Hardware - GPU (RTX5000)
Hardware - CPU (Xeon W-10855M)
Operating System (Windows 11 - Version 10.0.22449 Build 22449)
Riva Version (v1.4.0-beta)
TLT Version (n/a)
How to reproduce the issue:
Follow the CUDA on WSL instructions and the quick start instructions provided in NGC for launching Riva in Ubuntu. The riva_init.sh script completes, but the riva_start.sh script fails immediately with error:
/opt/riva/bin/start-riva: line 4: 43 Segmentation fault
Note - I am able to run the sample CUDA container in the same Ubuntu distribution:
docker run --gpus all nvcr.io/nvidia/k8s/cuda-sample:nbody nbody -gpu -benchmark
Where would I begin to debug the riva_start.sh script to allow running in a WSL2 Ubuntu distribution as I have attempted above?
The main point:
I - and many others? - have Windows enterprise machines that do not have Ubuntu installed in dual-boot situation. Without linux, it is very difficult to test the Riva framework, so I’m trying to build a bridge with WSL2.
First I was looking into the nvidia container toolkit log: nct_dbg.txt (12.7 KB)
Then I decided to go into the container and have a look at the triton server. Running it directly through a bash shell with its necessary arguments gave me the segfault. Under gdb I got this trace: trace.txt (6.2 KB)
It seems to crash at some strlen-avx2 inlined into Metrics::UUIDForCudaDevice. UUIDForCudaDevice seemed ok to my eyes as long as everything returned by the used functions is valid. The first obvious usage of a string is in the error output for the case when the device is not valid. If the char* returned by the dcgm errorString function is invalid then piping it into the output stream would try to get the length of the c string and segfault.
I didn’t go over each individual error code, but what made me curious is that there are 50 case statements in the errorString function but dcgmReturn_enum has 52 elements (-52 to 0, -2 missing). So there are two error codes that return a null pointer instead of a valid error string. I’m not sure if this is it, since i don’t have the pdbs and don’t get line numbers in the trace. @AakankshaS could you check this?

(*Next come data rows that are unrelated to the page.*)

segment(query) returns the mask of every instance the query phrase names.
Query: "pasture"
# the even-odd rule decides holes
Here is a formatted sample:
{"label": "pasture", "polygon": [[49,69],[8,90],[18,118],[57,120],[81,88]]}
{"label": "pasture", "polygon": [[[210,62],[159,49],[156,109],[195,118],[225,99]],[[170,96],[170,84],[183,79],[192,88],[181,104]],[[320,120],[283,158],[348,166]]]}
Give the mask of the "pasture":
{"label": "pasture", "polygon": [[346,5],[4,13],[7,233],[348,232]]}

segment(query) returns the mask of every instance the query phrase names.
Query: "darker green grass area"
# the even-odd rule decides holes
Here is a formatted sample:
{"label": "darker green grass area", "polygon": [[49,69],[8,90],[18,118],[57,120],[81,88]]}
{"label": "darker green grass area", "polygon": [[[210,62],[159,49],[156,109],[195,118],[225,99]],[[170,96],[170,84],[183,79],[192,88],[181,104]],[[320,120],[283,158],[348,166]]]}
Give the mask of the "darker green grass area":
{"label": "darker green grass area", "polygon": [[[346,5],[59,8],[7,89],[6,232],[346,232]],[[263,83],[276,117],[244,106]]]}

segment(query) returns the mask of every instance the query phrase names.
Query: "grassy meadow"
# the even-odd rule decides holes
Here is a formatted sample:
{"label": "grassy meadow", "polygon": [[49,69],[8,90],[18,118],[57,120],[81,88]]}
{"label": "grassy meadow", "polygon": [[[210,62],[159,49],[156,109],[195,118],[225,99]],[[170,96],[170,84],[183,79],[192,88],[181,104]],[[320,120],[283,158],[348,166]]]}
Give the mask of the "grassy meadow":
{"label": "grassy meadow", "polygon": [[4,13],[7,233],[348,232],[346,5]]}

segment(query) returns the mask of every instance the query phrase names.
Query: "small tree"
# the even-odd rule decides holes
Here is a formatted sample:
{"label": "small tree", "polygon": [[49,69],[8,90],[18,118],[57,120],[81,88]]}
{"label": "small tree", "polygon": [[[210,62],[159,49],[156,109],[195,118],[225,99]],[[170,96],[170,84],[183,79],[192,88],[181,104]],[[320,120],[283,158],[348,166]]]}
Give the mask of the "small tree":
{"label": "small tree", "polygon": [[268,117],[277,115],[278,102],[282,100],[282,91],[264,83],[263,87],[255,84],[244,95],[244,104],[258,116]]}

The other question then would be why the device information is not available…
ok just checked the codes. indeed the culprit seem to be those two: DCGM_ST_INSTANCE_NOT_FOUND = -45, //!< The specified GPU instance does not exist DCGM_ST_COMPUTE_INSTANCE_NOT_FOUND = -46, //!< The specified GPU compute instance does not exist
So now the question is, why is the gpu not found?
I’m running windows 11 and installed this driver. I used the default Ubuntu 20.04 LTS distribution that comes with the first install of WSL2 and installed docker and the nvidia-container-toolkit inside Ubuntu running on WSL2. I copied the files for the quick start tutorial to my home directory and ended up with the same issue as @cameron.willis
This setting is only valid before you run riva_init.sh! If you cannot run successfuly, you should run ‘docker volume rm riva-model-repo’ and try again.
Now I can run ‘Riva Text to Speech Integration Example with Streaming Audio Player in Omniverse Audio2Face’.